Czech MEP throws damper on appeal for EU ban on denial of communist crimes


Six post-communist EU members, including the Czech Republic have urged Brussels to push for an EU ban on denial of communist crimes. In a joint appeal sent to the EU’s justice commissioner, Viviane Reding, they argue that the principle of justice should assure the same approach to all totalitarian regimes. Holocaust denial is already banned in many EU states and the six nations petitioning the EU justice commissioner would like to see similar treatment applied to the crimes of communism.

Karel Schwarzenberg, photo: CTK
In an open letter made available to the press this week, the foreign ministers of the Czech Republic, Hungary, Romania, Bulgaria, Latvia and Lithuania say that the denial of any totalitarian crime should be treated according to the same standard, in order to prevent favourable conditions for the rehabilitation and rebirth of such ideologies.

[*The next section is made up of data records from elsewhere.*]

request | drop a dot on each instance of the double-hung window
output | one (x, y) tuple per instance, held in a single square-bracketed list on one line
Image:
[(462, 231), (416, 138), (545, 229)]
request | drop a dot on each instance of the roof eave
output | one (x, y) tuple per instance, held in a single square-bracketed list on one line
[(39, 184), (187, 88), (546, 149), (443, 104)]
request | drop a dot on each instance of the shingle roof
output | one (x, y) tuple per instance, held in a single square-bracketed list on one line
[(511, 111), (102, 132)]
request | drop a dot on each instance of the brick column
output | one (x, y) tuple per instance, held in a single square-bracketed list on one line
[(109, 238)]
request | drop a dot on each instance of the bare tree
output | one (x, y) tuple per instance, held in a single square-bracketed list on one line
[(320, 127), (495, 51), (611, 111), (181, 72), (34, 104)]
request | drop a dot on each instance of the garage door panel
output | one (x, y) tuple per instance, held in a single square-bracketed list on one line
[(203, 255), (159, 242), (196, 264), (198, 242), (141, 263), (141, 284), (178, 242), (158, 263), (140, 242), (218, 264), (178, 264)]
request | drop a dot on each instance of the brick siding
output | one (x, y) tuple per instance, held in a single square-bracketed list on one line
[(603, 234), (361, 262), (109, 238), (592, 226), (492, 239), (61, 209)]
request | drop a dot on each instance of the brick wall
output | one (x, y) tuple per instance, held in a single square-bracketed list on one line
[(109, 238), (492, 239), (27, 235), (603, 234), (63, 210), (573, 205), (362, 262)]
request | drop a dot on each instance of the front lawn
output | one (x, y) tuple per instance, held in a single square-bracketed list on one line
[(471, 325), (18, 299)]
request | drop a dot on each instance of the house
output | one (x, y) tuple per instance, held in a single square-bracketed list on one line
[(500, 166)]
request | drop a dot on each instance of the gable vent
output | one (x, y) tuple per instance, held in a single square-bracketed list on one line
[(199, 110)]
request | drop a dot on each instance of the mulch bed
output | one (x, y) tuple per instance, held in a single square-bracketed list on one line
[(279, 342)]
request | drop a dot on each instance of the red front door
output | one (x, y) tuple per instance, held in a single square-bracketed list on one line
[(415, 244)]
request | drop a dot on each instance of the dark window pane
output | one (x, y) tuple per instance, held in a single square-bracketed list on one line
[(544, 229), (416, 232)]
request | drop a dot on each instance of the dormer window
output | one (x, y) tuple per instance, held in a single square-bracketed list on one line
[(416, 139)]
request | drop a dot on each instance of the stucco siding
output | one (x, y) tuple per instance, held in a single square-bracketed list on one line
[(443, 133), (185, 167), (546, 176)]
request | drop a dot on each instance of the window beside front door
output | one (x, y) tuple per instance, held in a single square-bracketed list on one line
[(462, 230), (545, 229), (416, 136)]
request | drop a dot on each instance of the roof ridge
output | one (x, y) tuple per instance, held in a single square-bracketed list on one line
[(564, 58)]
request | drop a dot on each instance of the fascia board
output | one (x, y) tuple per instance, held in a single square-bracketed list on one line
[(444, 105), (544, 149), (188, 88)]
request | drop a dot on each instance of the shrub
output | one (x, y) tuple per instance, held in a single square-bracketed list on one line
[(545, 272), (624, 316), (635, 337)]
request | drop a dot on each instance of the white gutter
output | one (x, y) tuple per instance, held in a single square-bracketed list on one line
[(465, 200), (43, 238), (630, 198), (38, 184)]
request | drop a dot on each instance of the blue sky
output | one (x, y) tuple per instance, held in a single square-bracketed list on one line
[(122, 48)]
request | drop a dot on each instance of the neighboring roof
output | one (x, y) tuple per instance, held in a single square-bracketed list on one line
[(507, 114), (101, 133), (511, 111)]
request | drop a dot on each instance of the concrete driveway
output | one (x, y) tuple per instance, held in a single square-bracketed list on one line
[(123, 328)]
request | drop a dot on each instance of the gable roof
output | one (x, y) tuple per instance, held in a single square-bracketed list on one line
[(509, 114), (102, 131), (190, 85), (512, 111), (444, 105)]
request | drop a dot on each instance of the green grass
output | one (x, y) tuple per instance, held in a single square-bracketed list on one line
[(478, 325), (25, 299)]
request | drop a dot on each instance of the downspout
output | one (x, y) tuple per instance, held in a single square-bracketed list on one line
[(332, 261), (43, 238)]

Czech Foreign Minister Karel Schwarzenberg says the argument behind this is simple:

“In my opinion denial of Stalinist crimes is as serious a matter as Holocaust denial. Both the Communist and Nazi regimes took millions of lives. Both were mass murderers and those who served and abetted them participated in those murders. That’s all there is to it.”

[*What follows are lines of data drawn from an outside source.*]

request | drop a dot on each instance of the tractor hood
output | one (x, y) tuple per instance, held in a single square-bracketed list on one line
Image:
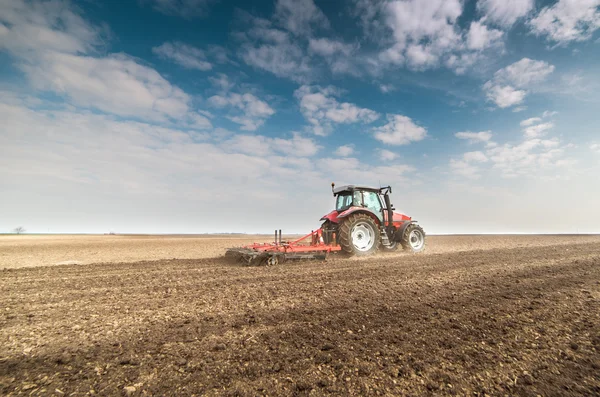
[(335, 216)]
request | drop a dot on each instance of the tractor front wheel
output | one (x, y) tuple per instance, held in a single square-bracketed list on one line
[(359, 235), (413, 239)]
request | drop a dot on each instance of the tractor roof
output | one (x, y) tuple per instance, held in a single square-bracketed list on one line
[(351, 188)]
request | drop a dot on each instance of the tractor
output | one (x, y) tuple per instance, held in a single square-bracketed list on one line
[(362, 222)]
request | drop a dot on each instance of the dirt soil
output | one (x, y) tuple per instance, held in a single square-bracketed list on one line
[(487, 315)]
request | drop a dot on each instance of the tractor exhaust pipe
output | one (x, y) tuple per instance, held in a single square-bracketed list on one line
[(388, 205)]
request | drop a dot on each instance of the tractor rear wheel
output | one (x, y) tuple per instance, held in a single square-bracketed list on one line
[(359, 235), (413, 238)]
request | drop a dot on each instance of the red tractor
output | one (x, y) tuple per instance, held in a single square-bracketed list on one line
[(362, 222)]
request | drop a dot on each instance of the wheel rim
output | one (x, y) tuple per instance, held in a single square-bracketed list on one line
[(363, 236), (416, 239)]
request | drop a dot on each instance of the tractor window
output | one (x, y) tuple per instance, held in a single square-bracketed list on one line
[(343, 201), (372, 201)]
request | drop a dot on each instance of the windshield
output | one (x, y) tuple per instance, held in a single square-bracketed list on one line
[(343, 201), (357, 198), (346, 200)]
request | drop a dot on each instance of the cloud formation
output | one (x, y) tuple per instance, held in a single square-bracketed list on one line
[(400, 130), (184, 55), (510, 84), (567, 21), (322, 110)]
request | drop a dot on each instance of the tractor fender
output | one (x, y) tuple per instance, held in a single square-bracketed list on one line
[(400, 232), (358, 210)]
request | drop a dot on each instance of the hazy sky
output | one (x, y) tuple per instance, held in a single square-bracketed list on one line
[(192, 116)]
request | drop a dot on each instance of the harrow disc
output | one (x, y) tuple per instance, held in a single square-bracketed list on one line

In the open letter to the EU justice commissioner, the six-post communist states urge Brussels to take their concerns into account and are hoping their appeal will be given proper attention. However a call to Czech Social Democrat MEP Libor Rouček earlier today indicated this may not be as easy as it looks.

“I personally do not think that the crimes of communism are trivialized. To my knowledge this has never happened when we discuss these issues in the European Parliament and I do not think it has ever happened in the European Commission or at the Council. So I personally am very skeptical about this letter.”

Libor Rouček
It was signed by six post communist EU members. What do you think prompted the appeal?

“I personally think all those countries have internal problems – a rise in populism, xenophobia and racism – and these are the issues that the governments (by the way, all of them are right-wing governments) should focus on. I think that what we are seeing here is an attempt to distract attention from a difficult domestic situation in those countries.”

Holocaust denial is already banned in some EU member states. Do you not think that this problem deserves the same attention?

“Yes, some EU states have a ban on Holocaust denial and some have a ban on denial of communist crimes. I really do not understand why the Czech foreign minister has signed this letter, because it is not a problem in the Czech Republic. If it is a problem in some other countries – well, they have had twenty years to deal with it.”

So basically you feel that this should be resolved individually by member states?

“Exactly, and personally I do not see any country in the 27-member block where that would be a problem. What is a problem is the rise of xenophobia, homophobia, racism and those are the problems we need to deal with. Because politicians should look into the future and not constantly deal with the past. That should be left to the historians.”

Am I to understand that you feel there will not be enough political will in the EU for this appeal to be heard?

“I don’t think there will be, simply because, as I said, this is not an issue that would be important for the 27-member block. There are other issues not only of an economic nature that are more pressing – as I said - populism, xenophobia, racism.”

Do you have any idea how other MEPs have responded to this appeal – assuming they know about it, that is?

“I think that with the exception of a few MEPs from those six countries nobody has heard about it. It is not an issue that would be considered important for the agenda of the European Parliament.”